Today, Blake was climbing faster (or I was climbing slower, or maybe some of both). When we reached the high point of the race on the Colorado Trail, a juxtaposition of teacher and student occurred. Blake went so fast down that descent that I thought I had gone off course at the bottom, as he was completely out of site at a point when there was a long way to see. Blake schooled me.

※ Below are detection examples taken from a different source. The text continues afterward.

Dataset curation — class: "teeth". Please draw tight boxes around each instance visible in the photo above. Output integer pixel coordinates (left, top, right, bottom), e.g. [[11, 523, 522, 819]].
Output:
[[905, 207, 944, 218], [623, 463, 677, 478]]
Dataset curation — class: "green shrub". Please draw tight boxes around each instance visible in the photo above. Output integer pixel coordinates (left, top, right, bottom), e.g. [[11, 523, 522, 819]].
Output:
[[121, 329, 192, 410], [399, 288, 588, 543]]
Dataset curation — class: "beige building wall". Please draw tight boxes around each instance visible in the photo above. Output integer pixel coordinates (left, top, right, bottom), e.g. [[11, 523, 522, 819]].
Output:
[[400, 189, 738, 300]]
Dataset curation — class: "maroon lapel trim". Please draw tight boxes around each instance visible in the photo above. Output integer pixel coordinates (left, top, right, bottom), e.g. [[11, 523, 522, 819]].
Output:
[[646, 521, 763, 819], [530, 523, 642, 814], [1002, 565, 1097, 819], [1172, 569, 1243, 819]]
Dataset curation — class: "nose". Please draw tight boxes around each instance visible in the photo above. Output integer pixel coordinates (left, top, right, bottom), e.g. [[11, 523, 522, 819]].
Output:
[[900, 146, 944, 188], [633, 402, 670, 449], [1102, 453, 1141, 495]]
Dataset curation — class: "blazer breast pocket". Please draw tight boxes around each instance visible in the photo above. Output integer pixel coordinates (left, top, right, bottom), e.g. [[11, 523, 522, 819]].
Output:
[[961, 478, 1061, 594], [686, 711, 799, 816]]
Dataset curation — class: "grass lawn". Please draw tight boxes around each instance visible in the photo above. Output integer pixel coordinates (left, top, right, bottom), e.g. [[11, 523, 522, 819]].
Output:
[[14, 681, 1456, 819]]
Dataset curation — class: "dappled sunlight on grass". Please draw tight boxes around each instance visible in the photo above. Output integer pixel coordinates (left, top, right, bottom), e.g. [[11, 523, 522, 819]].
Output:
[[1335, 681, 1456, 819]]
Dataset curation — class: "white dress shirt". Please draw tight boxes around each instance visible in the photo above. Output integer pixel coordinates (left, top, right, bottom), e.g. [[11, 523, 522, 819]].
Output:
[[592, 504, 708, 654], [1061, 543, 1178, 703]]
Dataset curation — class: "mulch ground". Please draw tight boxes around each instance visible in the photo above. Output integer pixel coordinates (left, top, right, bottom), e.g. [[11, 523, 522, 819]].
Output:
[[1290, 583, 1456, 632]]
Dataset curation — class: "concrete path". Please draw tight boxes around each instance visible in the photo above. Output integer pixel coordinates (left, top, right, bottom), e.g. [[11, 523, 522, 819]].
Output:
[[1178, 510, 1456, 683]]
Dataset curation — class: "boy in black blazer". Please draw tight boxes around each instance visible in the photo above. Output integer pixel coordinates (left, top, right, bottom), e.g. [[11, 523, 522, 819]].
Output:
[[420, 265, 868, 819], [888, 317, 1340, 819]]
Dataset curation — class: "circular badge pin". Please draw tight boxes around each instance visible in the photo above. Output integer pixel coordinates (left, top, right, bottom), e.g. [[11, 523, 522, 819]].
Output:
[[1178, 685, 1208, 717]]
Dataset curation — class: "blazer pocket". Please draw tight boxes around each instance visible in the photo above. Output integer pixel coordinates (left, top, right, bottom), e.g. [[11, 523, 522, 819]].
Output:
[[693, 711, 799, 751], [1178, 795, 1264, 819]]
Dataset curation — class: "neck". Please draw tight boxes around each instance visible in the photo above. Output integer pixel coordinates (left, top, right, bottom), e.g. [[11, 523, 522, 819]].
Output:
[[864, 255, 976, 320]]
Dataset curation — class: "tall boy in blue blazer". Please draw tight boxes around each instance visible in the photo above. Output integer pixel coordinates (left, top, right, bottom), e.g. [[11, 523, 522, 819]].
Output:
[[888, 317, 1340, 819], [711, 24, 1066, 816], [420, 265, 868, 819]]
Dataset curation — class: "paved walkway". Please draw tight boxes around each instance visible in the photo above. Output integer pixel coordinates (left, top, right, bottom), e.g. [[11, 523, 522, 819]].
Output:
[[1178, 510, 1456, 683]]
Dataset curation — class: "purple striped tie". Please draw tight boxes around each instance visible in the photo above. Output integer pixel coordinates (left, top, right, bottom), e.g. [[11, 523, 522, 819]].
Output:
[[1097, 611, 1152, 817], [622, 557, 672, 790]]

Today’s stage ended like yesterday, with Costa Rican phenom Lico Ramirez dominating the peloton. His GC lead is now 17 minutes over Cameron Chambers. He is probably attempting to accumulate enough of a buffer so that if he has a backcountry equipment failure, he can still win. In order to feel completely secure, my estimate is that he needs about an hour over second place. At this rate he will have it by the start of day 5.

Macky Franklin had another bad equipment day with multiple flats and a wrong turn. But Breckenridge local and super road talent Taylor Sheldon (Fly V on the road, Tokyo Joe’s on the trail) leads the flat tally of the race thus far with six total.

As for me, after my very not so stellar day and a colossal bonk, I am clinging to seventh on GC. Hopefully tomorrow my legs will have adjusted (the second day of stage races are sometimes the worst) and I will find better rhythm.

Thanks for reading. Tomorrow we go over French Pass, which is like a vertical goat trail, except harder. I am sure there will be stories to tell.